Trade and other debtors are initially recognised at fair value and thereafter stated at amortised cost using the effective interest method less impairment losses for bad and doubtful debts, except where the effect of discounting would be immaterial. In such cases the receivables are stated at cost less impairment losses for bad and doubtful debts.

Cash and cash equivalents

Cash and cash equivalents are basic financial assets and include cash in hand, deposits held at call with banks, other short-term liquid investments with original maturities of three months or less, and bank overdrafts. Bank overdrafts are shown within borrowings in creditors: amounts falling due within one year.

Trade and other creditors

Trade and other creditors are initially recognised at fair value and thereafter stated at amortised cost using the effective interest rate method, unless the effect of discounting would be immaterial, in which case they are stated at cost.

Financial instruments

Financial assets and financial liabilities are recognised when the Company becomes a party to the contractual provisions of the instrument.

Financial liabilities and equity instruments are classified according to the substance of the contractual arrangements entered into. An equity instrument is any contract that evidences a residual interest in the assets of the Company after deducting all of its liabilities.

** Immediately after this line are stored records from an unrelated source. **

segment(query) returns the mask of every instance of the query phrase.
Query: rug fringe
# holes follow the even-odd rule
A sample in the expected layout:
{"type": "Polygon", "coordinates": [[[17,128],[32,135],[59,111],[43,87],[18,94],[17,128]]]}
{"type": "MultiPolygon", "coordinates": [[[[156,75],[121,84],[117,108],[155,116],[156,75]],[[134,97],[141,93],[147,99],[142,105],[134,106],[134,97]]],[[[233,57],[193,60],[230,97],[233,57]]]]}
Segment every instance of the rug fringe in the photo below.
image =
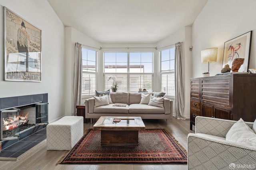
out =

Financial assets and liabilities are only offset in the Balance Sheet when, and only when there exists a legally enforceable right to set off the recognised amounts and the Company intends either to settle on a net basis, or to realise the asset and settle the liability simultaneously.

Dividends

Equity dividends are recognised when they become legally payable. Interim equity dividends are recognised when paid. Final equity dividends are recognised when approved by the shareholders at an annual general meeting.

2. Employees

2025 2024
Number Number
Monthly average number of persons employed by the Company during the year, including directors 4 4

3. Tangible assets

Plant and machinery Vehicles Office equipment Total
£ £ £ £
Cost
At 01 April 2024 368 37,270 1,339 38,977
Additions 189 0 1,003 1,192
At 31 March 2025 557 37,270 2,342 40,169
Accumulated depreciation
At 01 April 2024 8 29,532 251 29,791
Charge for the financial year 128 1,393 585 2,106
At 31 March 2025 136 30,925 836 31,897
Net book value
At 31 March 2025 421 6,345 1,506 8,272
At 31 March 2024 360 7,738 1,088 9,186

4. Debtors

2025 2024
£ £
Trade debtors 4,458 5,539
Other debtors 147,948 66,860
152,406 72,399

5. Creditors: amounts falling due within one year

2025 2024
£ £
Bank loans 14,167 24,167
Trade creditors 1,023 730
Accruals 2,995 3,000
Taxation and social security 62,663 82,576
80,848 110,473

6. Related party transactions

Transactions with the entity's directors

2025 2024
£ £
At the year end the Directors owed 147,146 70,652

Interest was charged on this balance at 2.25% and the balance was repayable on demand.